Iter 14000, Minibatch Loss= 0.348060, Training Accuracy= 0.90000

Iter 15000, Minibatch Loss= 0.086765, Training Accuracy= 1.00000

Iter 16000, Minibatch Loss= 0.158794, Training Accuracy= 0.90000

Iter 17000, Minibatch Loss= 0.087399, Training Accuracy= 1.00000

Iter 18000, Minibatch Loss= 0.046167, Training Accuracy= 1.00000

Iter 19000, Minibatch Loss= 0.026566, Training Accuracy= 1.00000

 Finished!

('Testing Accuracy:', 0.953125)

准确率在95%左右，不及CNN。

2.13、完整代码

# encoding:utf-8
import tensorflow as tf

from tensorflow.examples.tutorials.mnist import input_data

#下载并导入MNIST数据集
mnist = input_data.read_data_sets("mnist_data/", one_hot=True)

#MNIST数据集每张图片的大小是28×28，
# 这里将输入x分成28个时间段，每个时间段的内容为28个值
n_input = 28
n_steps = 28
#隐含层
n_hidden = 128
#0~9共10个分类
n_classes = 10


# 定义占位符
x = tf.placeholder("float", [None, n_steps, n_input])
y = tf.placeholder("float", [None, n_classes])

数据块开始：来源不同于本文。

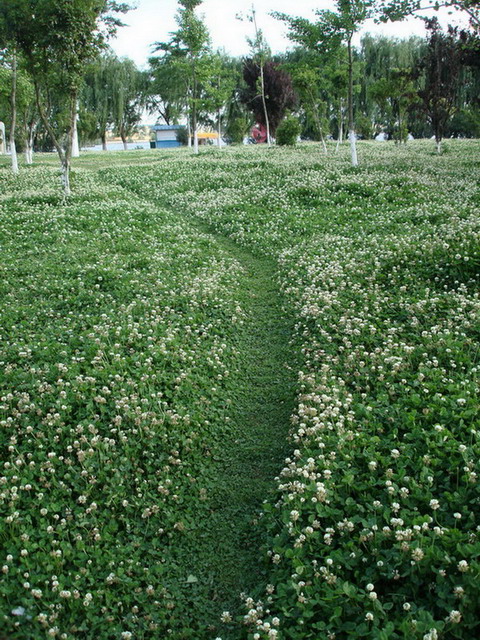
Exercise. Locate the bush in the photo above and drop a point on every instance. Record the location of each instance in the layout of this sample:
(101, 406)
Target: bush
(237, 129)
(182, 136)
(288, 132)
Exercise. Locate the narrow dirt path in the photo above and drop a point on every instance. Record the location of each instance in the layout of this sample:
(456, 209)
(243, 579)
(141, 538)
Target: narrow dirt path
(261, 418)
(226, 552)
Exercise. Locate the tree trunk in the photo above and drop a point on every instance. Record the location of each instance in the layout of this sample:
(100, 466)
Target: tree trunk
(195, 140)
(66, 176)
(194, 114)
(264, 102)
(13, 148)
(340, 126)
(219, 129)
(75, 145)
(319, 125)
(3, 136)
(29, 133)
(66, 154)
(123, 137)
(351, 124)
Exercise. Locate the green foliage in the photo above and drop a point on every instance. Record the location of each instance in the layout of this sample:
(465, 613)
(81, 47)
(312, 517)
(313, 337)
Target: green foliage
(237, 129)
(182, 136)
(288, 131)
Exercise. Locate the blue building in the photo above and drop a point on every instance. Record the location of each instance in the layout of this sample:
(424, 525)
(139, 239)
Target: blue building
(165, 136)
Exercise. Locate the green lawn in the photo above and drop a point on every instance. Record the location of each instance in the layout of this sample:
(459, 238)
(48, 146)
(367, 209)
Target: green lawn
(252, 371)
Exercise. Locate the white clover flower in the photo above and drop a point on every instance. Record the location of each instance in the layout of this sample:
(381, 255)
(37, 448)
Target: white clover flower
(463, 566)
(455, 616)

#将原始的28×28数据调成具有28个时间段的list，每个list是一个1×28数组，
# 将这28个时序送入RNN中
x1 = tf.unstack(x, n_steps, 1)

# cell类，这里使用LSTM，BasicLSTMCell是LSTM的basic版本
lstm_cell = tf.contrib.rnn.BasicLSTMCell(n_hidden, forget_bias=1.0)
#通过cell类构建RNN，这里使用静态RNN
outputs, states = tf.contrib.rnn.static_rnn(lstm_cell, x1, dtype=tf.float32)


#全连接层
pred = tf.contrib.layers.fully_connected(outputs[-1], n_classes, activation_fn=None)

#定义学习率，训练次数，batch长度
learning_rate = 0.001
training_iters = 20000
batch_size = 10


# 定义损失和优化器
cost = tf.reduce_mean(tf.nn.softmax_cross_entropy_with_logits(logits=pred, labels=y))
optimizer = tf.train.AdamOptimizer(learning_rate=learning_rate).minimize(cost)

# 测试准确率
correct_pred = tf.equal(tf.argmax(pred, 1), tf.argmax(y, 1))
accuracy = tf.reduce_mean(tf.cast(correct_pred, tf.float32))

# 启动session
with tf.Session() as sess:
    #初始化变量
    sess.run(tf.global_variables_initializer())
    step = 1
    #开始训练
    while step * batch_size < training_iters:
        #批量获取MNIST数据
        batch_x, batch_y = mnist.train.next_batch(batch_size)
        batch_x = batch_x.reshape((batch_size, n_steps, n_input))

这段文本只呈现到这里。